春代の前でいきなり河原は地面に這いつくばった。春代は荒い息のまま言葉も出せずに河原を見下ろしていた。焦れた河原が叫ぶ。「許してくれ、春代。私はお前の心を玩んだ。許せないならいっそ、その鎌で私を殺してくれ」
春代は河原に言われるまで、自分が鎌を持ったままであることに気が付かなかった。まるでそれが蛇ででもあるかのように嫌悪の表情で放り捨てた。路地に乾いた音が響いた。「敬太郎さん、顔を、顔を上げてください」 切れ切れの息の中で、やっとそれだけを言った。
河原は動かない。
「顔を、上げてください」
もう一度春代は繰り返した。河原は地面に額をこすり付けたまま動かなかった。春代と目を合わせることが恐かった。
「顔を上げてくださいよ!」
春代はしゃがみこんで河原のかたをゆさぶった。
「頭を下げただけで、全てすまそうとなさるんですか? そうしていれば、私が堪えると思うんですか。私だけがどうしてあなたのそんな姿を見なきゃいけないんですか。答えてください。弱い姿を見せて、同情させて、謝って、それですんでしまうんですか」
泣きながら春代は河原をゆさぶり続ける。男が春代の前で土下座をしたのはこれで二度目だった。結婚式の日、いつもは尊大だった父親がいきなり春代の前で膝をついたのだ。その時に叫べなかった言葉が今ようやく彼女の口から迸っていた。

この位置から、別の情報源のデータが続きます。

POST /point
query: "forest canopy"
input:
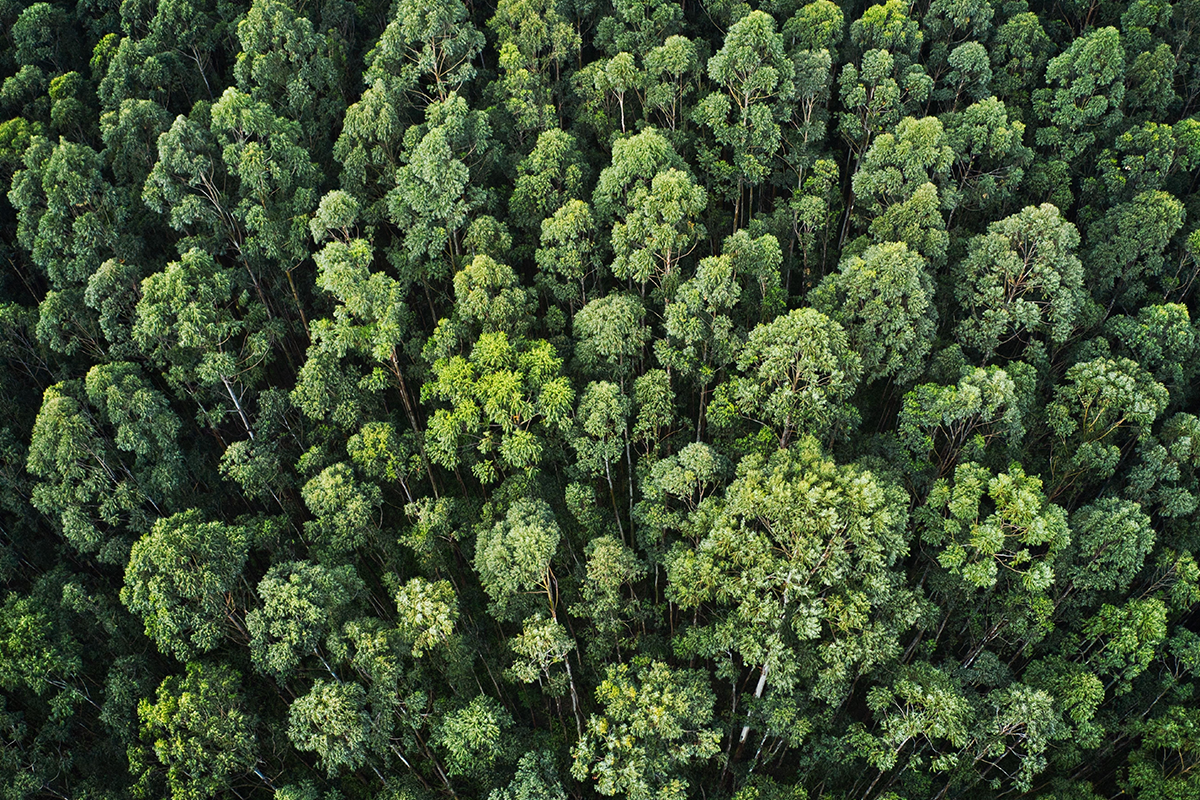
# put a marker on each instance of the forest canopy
(545, 400)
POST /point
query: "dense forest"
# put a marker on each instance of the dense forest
(543, 400)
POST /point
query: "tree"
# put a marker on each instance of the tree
(658, 230)
(547, 179)
(507, 398)
(898, 163)
(1024, 533)
(756, 76)
(346, 511)
(885, 301)
(427, 613)
(534, 41)
(1085, 95)
(301, 605)
(97, 494)
(514, 555)
(1127, 248)
(435, 193)
(567, 254)
(611, 335)
(184, 579)
(940, 423)
(331, 720)
(798, 372)
(654, 722)
(796, 563)
(1101, 408)
(1019, 280)
(199, 729)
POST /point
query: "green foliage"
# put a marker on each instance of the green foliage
(183, 579)
(654, 722)
(198, 729)
(552, 398)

河原は顔を上げねばならなかった。今上げなければ一生上げられないだろう。やっと本当のことを言ってくれた春代のためにも、これだけはしなければならなかった
「春代、すまなかった」
妻の目を見て、それだけを言った。
二人はそのまま道の真ん中で座り込んで泣き続けた。通行人が奇異の目を向けるのも、気が付かなかった。